POLITICAL indifference, ignorance, and a leadership vacuum in Whitehall mean that Britain, which once led the way in abolishing slavery, is now a "shameful shadow" of its former self, as the trade makes a comeback, a new report says.

It Happens Here: Equipping the United Kingdom to fight modern slavery, by the Centre for Social Justice, castigates those involved, from government ministers to social workers, for a "shocking" failure to prevent the spread of modern slavery in the UK, leading to sexual exploitation and the forced labour of people trafficked from overseas and within the UK.

The report says that the current approach to eradicating modern slavery is fundamentally wrong. Instead of aiding victims, it says, the system simply prosecutes many of them for immigration offences.

The investigation examined more than 1000 cases of exploitation of foreign and UK adults and children in agriculture, on building sites, and factories, brothels, and homes. It concluded that official figures were just "a pale reflection of the true size of the problem".
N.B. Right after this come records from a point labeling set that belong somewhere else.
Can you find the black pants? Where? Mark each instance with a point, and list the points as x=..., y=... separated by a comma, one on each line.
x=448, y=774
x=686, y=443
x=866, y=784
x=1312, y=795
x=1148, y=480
The Centre's managing director, Christian Guy, said: "We have been shocked by many of our findings. A leadership vacuum at the heart of Westminster; a messy legislative framework; frontline professionals - however well-meaning and brilliant in some areas - forced to swim against a tide of indifference if they wanted to fight this crime; official bodies failing in their duty of care, with little idea about the scale of the problem.
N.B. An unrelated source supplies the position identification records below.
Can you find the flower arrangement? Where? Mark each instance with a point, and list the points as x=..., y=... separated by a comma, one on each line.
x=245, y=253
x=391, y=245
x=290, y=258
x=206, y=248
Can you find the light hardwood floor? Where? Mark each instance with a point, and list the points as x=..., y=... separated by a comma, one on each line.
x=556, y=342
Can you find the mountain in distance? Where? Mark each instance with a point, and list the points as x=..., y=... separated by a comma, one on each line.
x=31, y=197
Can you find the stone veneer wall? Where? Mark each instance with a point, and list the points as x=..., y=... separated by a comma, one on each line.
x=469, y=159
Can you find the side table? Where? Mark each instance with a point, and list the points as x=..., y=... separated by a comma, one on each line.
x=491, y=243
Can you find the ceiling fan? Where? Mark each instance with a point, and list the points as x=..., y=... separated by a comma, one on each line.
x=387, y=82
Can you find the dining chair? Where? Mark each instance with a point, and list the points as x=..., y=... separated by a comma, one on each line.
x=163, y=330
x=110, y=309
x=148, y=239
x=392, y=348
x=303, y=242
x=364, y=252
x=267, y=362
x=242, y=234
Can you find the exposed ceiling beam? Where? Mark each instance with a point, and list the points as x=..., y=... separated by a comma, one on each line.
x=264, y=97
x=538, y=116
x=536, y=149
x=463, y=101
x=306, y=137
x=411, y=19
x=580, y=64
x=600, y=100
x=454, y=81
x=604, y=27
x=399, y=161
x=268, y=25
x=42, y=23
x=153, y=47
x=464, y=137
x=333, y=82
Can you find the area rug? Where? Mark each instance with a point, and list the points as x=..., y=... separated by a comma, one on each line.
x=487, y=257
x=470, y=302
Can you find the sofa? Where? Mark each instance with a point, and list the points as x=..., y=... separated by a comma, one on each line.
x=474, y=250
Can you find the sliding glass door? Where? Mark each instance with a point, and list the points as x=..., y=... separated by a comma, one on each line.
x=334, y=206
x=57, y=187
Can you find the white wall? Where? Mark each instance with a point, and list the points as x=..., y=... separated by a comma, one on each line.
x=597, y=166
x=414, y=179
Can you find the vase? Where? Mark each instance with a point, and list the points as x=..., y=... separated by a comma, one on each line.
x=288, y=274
"Our research has uncovered a shocking underworld in which children and adults. . . have been forced into lives of utter degradation. Yet the authorities are either failing to understand the nature of this abuse, or turning a blind eye to its existence."

The chief executive of the anti-trafficking charity Unseen, Andrew Wallis, who worked on the report, said: "We simply cannot be satisfied with our current efforts to prevent this vile trade from happening. We have allowed human beings in the UK to be bought and sold as mere commodities for profit, gain, or gratification. How on earth have we arrived at a place where there is no ambition or leadership to stamp out this appalling crime?"
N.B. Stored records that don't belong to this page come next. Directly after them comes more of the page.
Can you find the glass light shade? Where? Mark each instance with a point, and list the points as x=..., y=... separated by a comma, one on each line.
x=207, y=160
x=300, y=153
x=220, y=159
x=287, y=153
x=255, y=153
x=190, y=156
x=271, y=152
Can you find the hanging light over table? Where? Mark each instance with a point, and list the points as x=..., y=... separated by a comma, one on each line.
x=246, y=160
The report makes more than 80 recommendations, and demands new anti-slavery laws, requiring companies with annual turnovers of more than £100 million to disclose publicly what efforts they make to ensure that their business practices are free from slavery.

The report also seeks to challenge the idea that trafficking is an international crime that affects mainly women and children. Of the 2077 potential victims identified by the UK Human Trafficking Centre in 2011, 40 per cent were men.

The Immigration Minister, Mark Harper, told the BBC: "The overall system we've set up is good. . . This is a crime that tends to be hidden, and we want to be sure people are more aware of it, and that people are more effective in dealing with the victims of it, and more effective in locking up the people engaged in this abhorrent crime."